R v Immigration Appeal Tribunal, ex parte Alexander
Jurisdiction | England & Wales |
Judge | Lord Diplock,Lord Keith of Kinkel,Lord Roskill,Lord Brandon of Oakbrook,Lord Brightman |
Judgment Date | 08 July 1982 |
Judgment citation (vLex) | [1982] UKHL J0708-1 |
Date | 08 July 1982 |
Court | House of Lords |
[1982] UKHL J0708-1
Lord Diplock
Lord Keith of Kinkel
Lord Roskill
Lord Brandon of Oakbrook
Lord Brightman
House of Lords
My Lords,
For the reasons given in the speech prepared by my noble and learned friend, Lord Roskill, with which I agree, I too would allow the appeal.
My Lords,
I have had the benefit of reading in draft the speech to be delivered by my noble and learned friend, Lord Roskill. I agree with it, and for the reasons he gives I too would allow the appeal.
My Lords,
Nearly four years ago, on 19th September 1978, the appellant arrived at Heathrow Airport. She was, and is, a citizen of Sri Lanka, and thus subject to immigration control under the Immigration Act 1971 ("1971 Act") and the then current Immigration Rules made pursuant to section 3(2) of the 1971 Act (H.C. 79—"the Rules"). At the time of her arrival the appellant had an entry clearance. The immigration officer took the view that this entry clearance had been obtained by a material deception. This conclusion has at no time been challenged in any of the subsequent proceedings. This entry clearance was, therefore, of no avail to her at the time of her arrival, and is of no further relevance to this appeal. The appellant then applied for leave to enter as a student to begin a three-years' course in marketing studies. The immigration officer at Heathrow was satisfied that the appellant had at the material time a genuine and realistic intention of studying in this country, and that fact has never been in issue. But he was not satisfied either that she had sufficient means available to her to meet the whole cost of her intended course or to maintain herself, or, which is presently the important conclusion, that she intended to leave the United Kingdom after completing her studies. The immigration officer, being of that opinion, took the view that in those circumstances he possessed no discretion to admit her, and accordingly he did not purport to exercise any discretion. He, therefore, on the 21st of September 1978, refused the appellant leave to enter the United Kingdom as a student.

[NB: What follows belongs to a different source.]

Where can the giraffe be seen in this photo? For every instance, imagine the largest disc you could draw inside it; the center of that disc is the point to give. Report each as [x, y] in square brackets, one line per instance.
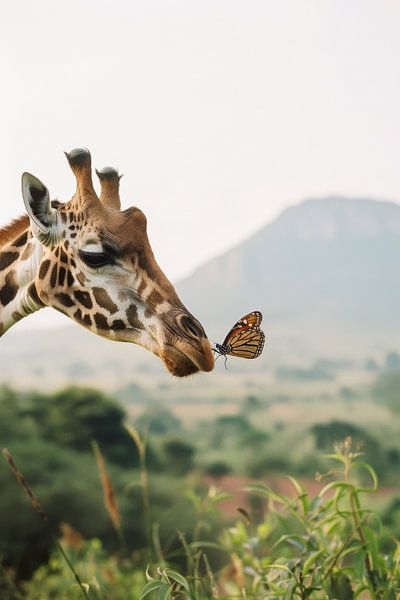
[93, 262]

My Lords, the question of the appellant's means is no longer relevant. The sole issue for determination by your Lordships' House is whether, notwithstanding the immigration officer's conclusion that he was not satisfied that she intended to leave the United Kingdom after completing her studies, the Rules accorded to him a discretion under Rule 21 to admit her for "a short period".

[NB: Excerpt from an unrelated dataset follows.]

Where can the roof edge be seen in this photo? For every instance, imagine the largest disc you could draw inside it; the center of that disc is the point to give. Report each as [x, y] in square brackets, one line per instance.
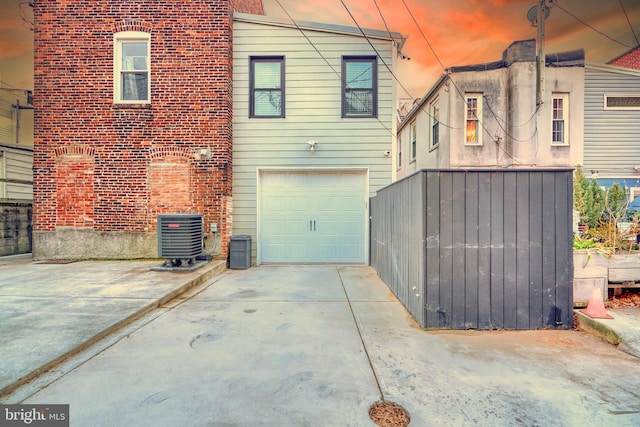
[319, 26]
[613, 69]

My Lords, the immigration officer's decision has led to a remarkable succession of legal proceedings during the currency of which the appellant has, your Lordships were told by counsel, remained in this country albeit without pursuing her intended studies. That remarkable succession of legal proceedings has resulted in a remarkable difference of opinion upon what was agreed by counsel during the hearing of this appeal to be a very short, and your Lordships may think, simple point of construction of the last sentence of Rule 21 of the Rules which must, of course, be interpreted in the context of the antecedent Rules, 18, 19 and 20, and in particular, Rules 18 and 19.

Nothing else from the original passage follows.